Regardless the standard, as traditional PSTN networks migrate toward other networking technologies and protocols they must interface with networks using differing protocols (e.g., traditional PSTN networks). However, developing a single common cost-efficient architecture for real-time communication services for audio, video, and data that supports multiple existing call control protocols (e.g., PSTN, SIP and H.323) is difficult.
Many telecommunications providers are selecting IP as the access technology for new telecommunications networks that carry voice, data and multimedia information. Such networks are often referred to as Voice over IP (VoIP) networks. Many such providers are using a core network that uses the SIP protocol for signaling and call flow operations. Such SIP-based VoIP networks are advantageous in that they use the same access technology (IP) as many other networks, such as the Internet, which facilitates transmitting information to a wide range of destinations. However, while SIP-based telecommunications networks are advantageous, not all networks and components support SIP. Different call control mechanisms/signaling protocols over the IP networks may use different communication protocols. Therefore, there is a need to permit SIP networks to coexist with more traditional networks, such as circuit-switched networks, and/or IP networks operating with a different protocol.
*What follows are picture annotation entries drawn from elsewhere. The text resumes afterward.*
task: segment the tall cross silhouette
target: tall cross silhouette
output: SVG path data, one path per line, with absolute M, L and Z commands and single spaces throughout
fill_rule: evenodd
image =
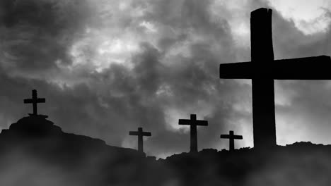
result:
M 138 131 L 130 131 L 129 132 L 129 135 L 137 135 L 138 136 L 138 151 L 144 152 L 144 136 L 151 136 L 151 133 L 149 132 L 144 132 L 142 128 L 139 128 Z
M 190 125 L 190 135 L 191 135 L 191 145 L 190 152 L 197 152 L 197 126 L 207 126 L 208 121 L 197 120 L 197 115 L 191 114 L 190 120 L 180 119 L 178 120 L 179 125 Z
M 33 107 L 33 115 L 37 115 L 37 104 L 38 103 L 45 103 L 46 99 L 45 98 L 38 98 L 37 96 L 37 90 L 33 89 L 32 99 L 24 99 L 24 104 L 32 104 Z
M 252 62 L 221 64 L 222 79 L 252 79 L 254 147 L 276 144 L 274 80 L 331 80 L 330 56 L 274 60 L 272 10 L 260 8 L 250 14 Z
M 233 135 L 233 131 L 230 130 L 230 133 L 228 135 L 221 135 L 221 138 L 228 139 L 229 145 L 228 145 L 228 151 L 232 151 L 234 149 L 234 140 L 243 140 L 243 136 L 241 135 Z

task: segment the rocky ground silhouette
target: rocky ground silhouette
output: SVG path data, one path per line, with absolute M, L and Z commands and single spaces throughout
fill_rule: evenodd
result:
M 299 142 L 166 159 L 69 134 L 30 115 L 0 134 L 1 185 L 328 185 L 331 146 Z

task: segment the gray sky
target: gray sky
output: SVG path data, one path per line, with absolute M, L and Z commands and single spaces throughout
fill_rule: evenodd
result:
M 67 132 L 137 147 L 149 155 L 189 150 L 197 113 L 199 149 L 228 148 L 235 130 L 252 146 L 250 80 L 220 80 L 219 65 L 250 61 L 250 13 L 273 12 L 275 58 L 331 55 L 331 1 L 223 0 L 2 0 L 0 127 L 32 111 Z M 277 143 L 331 144 L 331 82 L 276 81 Z

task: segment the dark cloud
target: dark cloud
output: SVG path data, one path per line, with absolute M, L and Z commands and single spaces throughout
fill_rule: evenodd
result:
M 1 1 L 1 126 L 8 128 L 30 113 L 30 106 L 23 105 L 22 99 L 35 88 L 47 99 L 40 113 L 64 131 L 109 144 L 135 147 L 137 139 L 128 132 L 143 127 L 152 132 L 145 142 L 149 154 L 187 151 L 188 133 L 178 126 L 178 120 L 196 113 L 209 123 L 199 128 L 199 149 L 226 148 L 228 142 L 219 135 L 230 130 L 244 135 L 238 147 L 251 145 L 250 82 L 219 79 L 219 64 L 250 61 L 249 46 L 236 43 L 229 20 L 238 16 L 249 23 L 251 11 L 269 5 L 252 1 L 238 12 L 223 4 L 213 16 L 214 3 Z M 276 58 L 331 54 L 328 32 L 305 35 L 274 9 Z M 116 39 L 124 44 L 105 49 L 115 54 L 137 44 L 137 51 L 121 54 L 124 59 L 119 61 L 124 62 L 111 58 L 113 53 L 100 54 L 100 43 Z M 100 61 L 106 65 L 97 70 Z M 328 119 L 323 116 L 331 105 L 328 85 L 277 82 L 278 121 L 307 116 L 310 123 L 323 123 L 318 135 Z M 317 101 L 312 99 L 316 97 L 320 97 Z M 288 103 L 281 104 L 281 99 Z M 282 123 L 277 124 L 279 131 L 291 129 Z M 304 125 L 313 128 L 313 124 Z M 277 137 L 284 141 L 290 137 L 288 133 Z

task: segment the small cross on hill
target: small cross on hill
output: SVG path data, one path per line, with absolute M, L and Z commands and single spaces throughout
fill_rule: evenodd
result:
M 33 89 L 32 91 L 33 95 L 32 99 L 24 99 L 24 104 L 32 104 L 33 107 L 33 115 L 38 115 L 37 104 L 39 103 L 45 103 L 46 99 L 45 98 L 38 98 L 37 96 L 37 90 Z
To address this need, some IP telecommunications networks rely on nodes referred to herein as border elements (BEs) to provide an interface between a a customer's premises into the VoIP network infrastructure. Such BE's are typically used to translate between the protocol of a customer network and the SIP protocol used by the VoIP network as a common call control signaling protocol among different functional entities of the VoIP common infrastructure. These BEs also perform a wide variety of other functions, including signaling, call admission control, media control and security functions.